What to Serve Alongside Your Baked Duck
For a fancy dinner at home or your next special occasion, serve your baked duck alongside air fryer asparagus and creamy mashed potatoes. For a fresh side, tack on a berry spinach salad or a beet quinoa salad with fresh oranges (citrus pairs so well with duck!).
Should you cook a duck covered or uncovered?
You’ll want to first cook the duck covered with aluminum foil to look in the juices and protect the skin from drying out. With 15 minutes left, remove the foil to allow the skin to crisp and turn golden brown.
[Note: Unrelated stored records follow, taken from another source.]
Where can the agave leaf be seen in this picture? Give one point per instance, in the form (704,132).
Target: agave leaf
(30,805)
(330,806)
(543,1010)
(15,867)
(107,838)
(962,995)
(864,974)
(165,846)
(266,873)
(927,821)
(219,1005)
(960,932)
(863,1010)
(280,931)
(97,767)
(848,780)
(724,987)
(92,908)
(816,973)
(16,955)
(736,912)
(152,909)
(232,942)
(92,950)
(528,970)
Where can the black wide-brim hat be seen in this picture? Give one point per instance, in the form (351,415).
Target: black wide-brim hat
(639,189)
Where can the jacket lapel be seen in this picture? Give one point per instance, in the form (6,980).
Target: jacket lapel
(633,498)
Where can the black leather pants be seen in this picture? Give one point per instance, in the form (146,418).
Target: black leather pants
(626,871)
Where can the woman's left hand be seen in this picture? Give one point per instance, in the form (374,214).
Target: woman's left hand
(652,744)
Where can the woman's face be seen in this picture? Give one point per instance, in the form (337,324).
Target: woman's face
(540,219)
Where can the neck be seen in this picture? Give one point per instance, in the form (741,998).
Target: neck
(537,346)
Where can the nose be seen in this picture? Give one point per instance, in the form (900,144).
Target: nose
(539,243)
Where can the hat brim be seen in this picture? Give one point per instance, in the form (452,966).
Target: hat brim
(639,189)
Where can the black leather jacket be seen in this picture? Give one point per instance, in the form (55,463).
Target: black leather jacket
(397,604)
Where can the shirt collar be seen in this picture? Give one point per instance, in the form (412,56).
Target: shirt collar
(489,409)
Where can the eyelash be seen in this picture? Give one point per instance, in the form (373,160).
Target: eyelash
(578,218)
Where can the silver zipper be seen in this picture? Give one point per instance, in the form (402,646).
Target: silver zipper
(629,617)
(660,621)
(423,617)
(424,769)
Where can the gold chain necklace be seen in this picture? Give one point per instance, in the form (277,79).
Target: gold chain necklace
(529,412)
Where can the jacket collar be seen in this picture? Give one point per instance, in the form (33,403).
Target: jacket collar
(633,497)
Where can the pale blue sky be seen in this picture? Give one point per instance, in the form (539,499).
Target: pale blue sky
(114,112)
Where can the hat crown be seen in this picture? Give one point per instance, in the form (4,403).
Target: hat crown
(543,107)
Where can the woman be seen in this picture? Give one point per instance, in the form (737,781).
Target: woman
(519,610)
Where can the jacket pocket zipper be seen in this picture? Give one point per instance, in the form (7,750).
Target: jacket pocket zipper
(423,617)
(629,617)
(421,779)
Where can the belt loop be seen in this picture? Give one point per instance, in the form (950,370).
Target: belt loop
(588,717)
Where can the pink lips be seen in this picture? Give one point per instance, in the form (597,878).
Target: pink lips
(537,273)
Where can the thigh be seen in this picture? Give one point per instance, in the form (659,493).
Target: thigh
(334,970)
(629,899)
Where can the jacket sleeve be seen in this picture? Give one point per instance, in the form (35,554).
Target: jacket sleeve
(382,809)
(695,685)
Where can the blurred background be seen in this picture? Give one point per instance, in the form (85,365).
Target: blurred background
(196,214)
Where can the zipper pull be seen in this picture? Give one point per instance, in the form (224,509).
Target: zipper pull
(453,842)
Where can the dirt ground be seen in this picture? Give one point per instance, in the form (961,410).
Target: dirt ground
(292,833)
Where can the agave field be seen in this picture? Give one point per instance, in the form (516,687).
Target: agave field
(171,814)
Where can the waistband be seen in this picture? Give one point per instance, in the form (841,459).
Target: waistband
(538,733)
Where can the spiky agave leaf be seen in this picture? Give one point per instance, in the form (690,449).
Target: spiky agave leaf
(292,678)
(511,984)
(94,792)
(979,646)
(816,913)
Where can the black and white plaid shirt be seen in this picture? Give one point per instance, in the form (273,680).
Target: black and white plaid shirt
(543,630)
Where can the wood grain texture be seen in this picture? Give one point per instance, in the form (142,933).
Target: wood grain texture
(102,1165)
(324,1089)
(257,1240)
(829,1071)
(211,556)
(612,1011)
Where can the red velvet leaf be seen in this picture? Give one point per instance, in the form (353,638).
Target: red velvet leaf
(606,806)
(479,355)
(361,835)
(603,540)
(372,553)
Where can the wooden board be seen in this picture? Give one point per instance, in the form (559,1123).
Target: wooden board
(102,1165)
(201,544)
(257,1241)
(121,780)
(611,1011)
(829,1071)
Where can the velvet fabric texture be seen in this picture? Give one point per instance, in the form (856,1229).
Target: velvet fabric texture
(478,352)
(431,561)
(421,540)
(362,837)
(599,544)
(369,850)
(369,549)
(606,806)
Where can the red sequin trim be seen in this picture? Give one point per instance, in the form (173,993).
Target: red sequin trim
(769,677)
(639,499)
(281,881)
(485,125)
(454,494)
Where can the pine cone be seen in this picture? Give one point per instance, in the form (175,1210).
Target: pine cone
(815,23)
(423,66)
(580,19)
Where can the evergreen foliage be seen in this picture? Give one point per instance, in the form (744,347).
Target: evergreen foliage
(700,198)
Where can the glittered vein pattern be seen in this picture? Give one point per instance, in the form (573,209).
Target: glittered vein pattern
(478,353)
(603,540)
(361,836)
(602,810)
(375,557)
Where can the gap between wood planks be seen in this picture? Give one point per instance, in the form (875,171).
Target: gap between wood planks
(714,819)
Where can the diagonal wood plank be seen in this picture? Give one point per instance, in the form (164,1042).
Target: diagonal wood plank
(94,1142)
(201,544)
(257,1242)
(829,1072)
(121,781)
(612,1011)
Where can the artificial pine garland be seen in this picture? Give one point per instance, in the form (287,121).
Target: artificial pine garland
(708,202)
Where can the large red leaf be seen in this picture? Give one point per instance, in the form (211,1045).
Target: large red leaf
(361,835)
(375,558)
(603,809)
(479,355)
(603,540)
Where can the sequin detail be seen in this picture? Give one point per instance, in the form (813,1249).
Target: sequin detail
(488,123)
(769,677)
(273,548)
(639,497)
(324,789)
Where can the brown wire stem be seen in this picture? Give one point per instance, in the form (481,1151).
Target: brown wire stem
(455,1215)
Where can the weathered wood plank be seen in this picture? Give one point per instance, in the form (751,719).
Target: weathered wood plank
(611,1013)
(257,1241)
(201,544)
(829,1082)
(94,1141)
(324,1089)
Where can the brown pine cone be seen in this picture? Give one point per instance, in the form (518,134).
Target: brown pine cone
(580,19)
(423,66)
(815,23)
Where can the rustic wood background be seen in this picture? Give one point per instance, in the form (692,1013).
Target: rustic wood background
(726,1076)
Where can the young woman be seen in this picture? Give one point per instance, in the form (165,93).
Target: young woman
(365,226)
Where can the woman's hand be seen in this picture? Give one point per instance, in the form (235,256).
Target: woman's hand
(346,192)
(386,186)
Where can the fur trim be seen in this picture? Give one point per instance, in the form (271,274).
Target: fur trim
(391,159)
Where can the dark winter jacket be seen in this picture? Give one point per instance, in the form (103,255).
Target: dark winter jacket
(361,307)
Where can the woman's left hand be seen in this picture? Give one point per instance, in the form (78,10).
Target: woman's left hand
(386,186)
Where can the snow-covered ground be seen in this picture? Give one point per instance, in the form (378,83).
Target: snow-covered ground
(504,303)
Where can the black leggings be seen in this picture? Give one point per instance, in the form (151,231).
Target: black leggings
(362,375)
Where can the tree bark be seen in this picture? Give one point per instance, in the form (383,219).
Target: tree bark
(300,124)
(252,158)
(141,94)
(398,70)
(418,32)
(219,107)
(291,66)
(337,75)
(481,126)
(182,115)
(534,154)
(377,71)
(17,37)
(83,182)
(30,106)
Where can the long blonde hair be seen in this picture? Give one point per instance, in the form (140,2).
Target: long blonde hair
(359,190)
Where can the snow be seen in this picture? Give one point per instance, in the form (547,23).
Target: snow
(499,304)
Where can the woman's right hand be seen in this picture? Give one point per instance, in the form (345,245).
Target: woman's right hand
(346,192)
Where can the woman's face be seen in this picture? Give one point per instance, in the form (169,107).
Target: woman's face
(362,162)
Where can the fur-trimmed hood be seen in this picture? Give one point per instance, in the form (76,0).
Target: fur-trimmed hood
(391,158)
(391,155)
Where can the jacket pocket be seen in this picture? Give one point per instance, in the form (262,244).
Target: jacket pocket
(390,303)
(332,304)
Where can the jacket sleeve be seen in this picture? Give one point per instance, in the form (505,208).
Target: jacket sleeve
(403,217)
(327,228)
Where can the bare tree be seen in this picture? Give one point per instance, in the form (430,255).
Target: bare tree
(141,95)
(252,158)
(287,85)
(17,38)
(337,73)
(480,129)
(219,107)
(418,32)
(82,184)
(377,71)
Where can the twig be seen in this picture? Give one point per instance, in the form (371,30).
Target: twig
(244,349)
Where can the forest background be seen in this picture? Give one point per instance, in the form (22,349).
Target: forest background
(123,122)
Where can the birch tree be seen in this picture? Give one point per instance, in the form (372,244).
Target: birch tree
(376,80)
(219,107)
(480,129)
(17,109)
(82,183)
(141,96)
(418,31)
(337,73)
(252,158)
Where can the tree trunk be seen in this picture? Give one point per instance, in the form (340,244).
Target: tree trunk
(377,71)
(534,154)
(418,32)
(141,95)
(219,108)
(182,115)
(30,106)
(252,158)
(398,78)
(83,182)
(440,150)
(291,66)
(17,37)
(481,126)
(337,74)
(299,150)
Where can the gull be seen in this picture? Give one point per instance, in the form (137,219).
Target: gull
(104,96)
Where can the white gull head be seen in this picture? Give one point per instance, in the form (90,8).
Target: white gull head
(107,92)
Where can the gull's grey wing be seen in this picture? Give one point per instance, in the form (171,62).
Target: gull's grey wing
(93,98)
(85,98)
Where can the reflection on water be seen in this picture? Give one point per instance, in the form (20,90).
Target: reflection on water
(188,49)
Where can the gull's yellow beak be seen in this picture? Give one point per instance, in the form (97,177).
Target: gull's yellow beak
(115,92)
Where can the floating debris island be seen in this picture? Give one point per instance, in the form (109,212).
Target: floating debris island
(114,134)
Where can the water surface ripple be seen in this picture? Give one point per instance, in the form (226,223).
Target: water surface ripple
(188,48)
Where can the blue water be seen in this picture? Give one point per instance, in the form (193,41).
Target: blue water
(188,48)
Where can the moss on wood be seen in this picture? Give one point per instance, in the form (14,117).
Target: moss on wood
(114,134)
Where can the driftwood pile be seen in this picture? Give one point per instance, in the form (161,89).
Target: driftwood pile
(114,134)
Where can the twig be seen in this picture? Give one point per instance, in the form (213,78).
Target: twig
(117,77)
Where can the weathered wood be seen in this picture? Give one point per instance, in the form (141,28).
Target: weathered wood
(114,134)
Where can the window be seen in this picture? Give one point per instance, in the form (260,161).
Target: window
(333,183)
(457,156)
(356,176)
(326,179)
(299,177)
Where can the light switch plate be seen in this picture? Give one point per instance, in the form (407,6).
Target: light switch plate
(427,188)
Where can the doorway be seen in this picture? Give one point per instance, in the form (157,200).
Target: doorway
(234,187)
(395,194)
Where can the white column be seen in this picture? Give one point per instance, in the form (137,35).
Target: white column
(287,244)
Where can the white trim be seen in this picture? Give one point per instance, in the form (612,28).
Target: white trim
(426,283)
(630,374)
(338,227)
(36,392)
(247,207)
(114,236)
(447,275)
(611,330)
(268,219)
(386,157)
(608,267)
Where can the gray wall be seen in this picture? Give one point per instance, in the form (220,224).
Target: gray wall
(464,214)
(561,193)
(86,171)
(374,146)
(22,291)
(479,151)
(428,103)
How long should you let the duck rest?
Before going at the duck with your carving knife, give it 15 minutes to rest at room temperature. This will help to lock in the juices and make each slice super tender.
How do you cook duck so it’s not tough?
The key to making sure your duck isn’t tough is to marinate it overnight and to also ensure that you bake it covered for most of the cooking time.
What color should cooked duck be?
Medium cooked duck will be slightly pink on the inside. If you don’t like any pink, cook the duck to 170°F.
Can you use a frozen duck?
Yes, you can. Allow it to completely thaw in the fridge overnight and follow the directions as noted.
More Meaty Recipes to Try
- Spatchcock Chicken (Crazy Easy) – Quick & easy roasted chicken
- Simple Roast Turkey Recipe (The BEST) – Super simple roast turkey
- Roasted Stuffed Duck Recipe – Juicy, rice-stuffed duck
- Spatchcock Turkey Recipe (Easiest Recipe) – Speedy whole turkey recipe
- In a small bowl, mix the mayonnaise with the garlic parsley salt. Rub the mayo mixture all over the outside of the duck and place it in a baking dish. Cover it with plastic wrap and allow it to marinate in the fridge overnight.
- The next day, stuff the duck with cooked buckwheat. Wipe off mayo the mixture from the outside of the duck.
- Cut up the apples, carrots, and celery. Assemble them around the duck and season them with salt. Cover the baking dish with foil.
- Bake the duck for 90 minutes at 375°F. Remove the foil wrap for the last 15 minutes to allow the skin to crisp up. Serve right away while it's still hot and enjoy!